Auf der Republica in Berlin sprach Manning auch über ihr Leben in der Haft. „Ich habe damit gerechnet, 35 Jahre im Gefängnis zu sitzen. Ich hatte damit meinen Frieden gemacht“, sagte sie. Als ihr mitgeteilt wurde, dass sie vorzeitig entlassen werde, habe sie es zunächst gar nicht geglaubt. Die Zeit nach dem Gefängnis sei aber viel schwieriger gewesen, als sie es sich zunächst vorgestellt hatte. „Ich hatte den Großteil meines Erwachsenenlebens im Gefängnis verbracht – das meiste, was eine 30-Jährige normalerweise weiß, weil sie am Leben teilnimmt, wusste ich nicht.“ Die kommenden Tage will Manning in Berlin verbringen. „Ich freue mich darauf, Europa ein bisschen erkunden zu können“, sagte sie.

Republica goes POP

Die Republica hat am Mittwoch unter dem Motto „POP“ begonnen. „Wir versuchen, möglichst viele Facetten einer sich entwickelnden digitalen Gesellschaft abzubilden“, sagte Mitgründer Markus Beckedahl zum Auftakt. Bis Freitag gebe es 500 Stunden Programm mit 950 Vortragenden aus aller Welt. Der Frauenanteil betrage dabei – für Netzkonferenzen ungewöhnlich hohe – 48 Prozent.

Eines der zentralen Themen sei der künftige Umgang mit künstlicher Intelligenz und Entscheidungen von Algorithmen. Es sei dringend notwendig, sich mit diesen Technologien auseinanderzusetzen, da sie Chancen, aber auch viele Risiken mit sich brächten, so Beckedahl. Das diesjährige Motto „POP“ kann auf vielfältige Weise gelesen werden. Popkultur – also die Mainstreamisierung des Netzes – steckt ebenso darin wie Populismus. Zudem können die drei Buchstaben auch für „Power of People“ stehen.

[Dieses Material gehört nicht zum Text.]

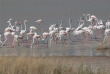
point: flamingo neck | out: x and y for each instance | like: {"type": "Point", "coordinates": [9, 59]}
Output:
{"type": "Point", "coordinates": [70, 23]}
{"type": "Point", "coordinates": [25, 25]}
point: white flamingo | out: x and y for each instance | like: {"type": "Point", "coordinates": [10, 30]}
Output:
{"type": "Point", "coordinates": [100, 27]}
{"type": "Point", "coordinates": [107, 24]}
{"type": "Point", "coordinates": [6, 34]}
{"type": "Point", "coordinates": [107, 34]}
{"type": "Point", "coordinates": [39, 23]}
{"type": "Point", "coordinates": [36, 36]}
{"type": "Point", "coordinates": [1, 40]}
{"type": "Point", "coordinates": [23, 31]}
{"type": "Point", "coordinates": [79, 31]}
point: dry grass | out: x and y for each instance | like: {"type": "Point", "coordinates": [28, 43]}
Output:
{"type": "Point", "coordinates": [102, 46]}
{"type": "Point", "coordinates": [31, 65]}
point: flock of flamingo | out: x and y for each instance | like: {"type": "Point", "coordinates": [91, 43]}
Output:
{"type": "Point", "coordinates": [57, 33]}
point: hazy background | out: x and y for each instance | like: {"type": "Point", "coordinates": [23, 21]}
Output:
{"type": "Point", "coordinates": [52, 11]}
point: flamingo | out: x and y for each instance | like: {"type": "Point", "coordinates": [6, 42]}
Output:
{"type": "Point", "coordinates": [6, 34]}
{"type": "Point", "coordinates": [79, 31]}
{"type": "Point", "coordinates": [108, 24]}
{"type": "Point", "coordinates": [36, 36]}
{"type": "Point", "coordinates": [30, 35]}
{"type": "Point", "coordinates": [91, 18]}
{"type": "Point", "coordinates": [99, 26]}
{"type": "Point", "coordinates": [69, 29]}
{"type": "Point", "coordinates": [9, 28]}
{"type": "Point", "coordinates": [107, 34]}
{"type": "Point", "coordinates": [1, 40]}
{"type": "Point", "coordinates": [60, 27]}
{"type": "Point", "coordinates": [32, 28]}
{"type": "Point", "coordinates": [23, 31]}
{"type": "Point", "coordinates": [39, 23]}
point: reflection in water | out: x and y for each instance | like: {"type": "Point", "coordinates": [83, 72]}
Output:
{"type": "Point", "coordinates": [52, 12]}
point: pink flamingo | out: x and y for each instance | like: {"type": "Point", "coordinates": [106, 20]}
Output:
{"type": "Point", "coordinates": [36, 36]}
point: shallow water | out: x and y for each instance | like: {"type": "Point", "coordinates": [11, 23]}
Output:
{"type": "Point", "coordinates": [52, 12]}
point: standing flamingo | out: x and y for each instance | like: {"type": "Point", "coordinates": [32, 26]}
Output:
{"type": "Point", "coordinates": [6, 34]}
{"type": "Point", "coordinates": [1, 40]}
{"type": "Point", "coordinates": [39, 23]}
{"type": "Point", "coordinates": [36, 36]}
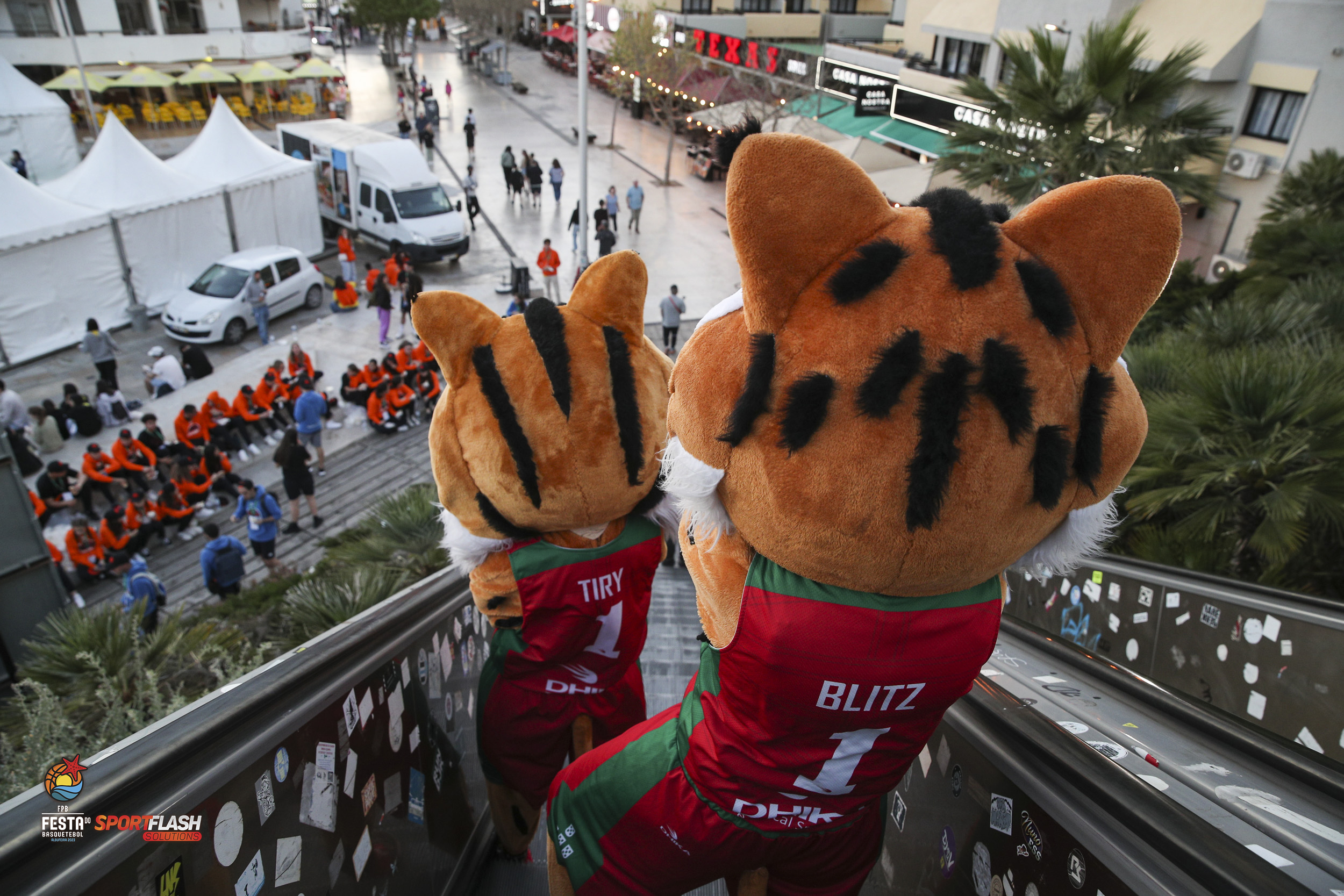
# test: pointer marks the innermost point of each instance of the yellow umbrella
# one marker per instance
(316, 68)
(264, 71)
(205, 73)
(144, 77)
(70, 81)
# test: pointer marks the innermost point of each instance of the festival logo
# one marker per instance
(63, 781)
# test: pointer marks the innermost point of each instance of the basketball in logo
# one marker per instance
(63, 781)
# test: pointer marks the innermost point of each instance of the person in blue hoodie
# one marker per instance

Illustre Gäste und ein Bürgerfest

Als Gäste haben sich neben Manning auch US-Sozialforscherin Dana Boyd, Wissenschaftsjournalist Ranga Yogeshwar sowie die SPD-Minister Hubertus Heil und Katharina Barley angekündigt. Journalist Richard Gutjahr berichtet über seinen Kampf gegen Verschwörungstheoretiker.

ZDF-Moderatorin Dunja Hayali und Kai Gniffke, Chefredakteur von ARD-aktuell, sprechen über Journalismus im Netz. Bei der begleitenden Media Convention stellt sich ZDF-Intendant Thomas Bellut der Frage, wie Journalismus in der digitalen Zukunft aussehen kann.

Erstmals soll es in diesem Jahr im Anschluss an die Republica ein kostenloses Bürgerfest geben. „Wir erreichen mit der Republica längst nicht alle Teile der Gesellschaft, während das Netz längst im Mainstream angekommen ist“, sagte Mitgründerin Tanja Haeusler am Mittwoch. „Wir wagen ein Format, von dem wir hoffen, dass es genau so wächst wie die Republica in den letzten zwölf Jahren.“

Die Republica war 2007 von den Machern der Blogs Netzpolitik.org und Spreeblick ins Leben gerufen worden. Zur zwölften Ausgabe werden mehr als 9.000 Besucher erwartet.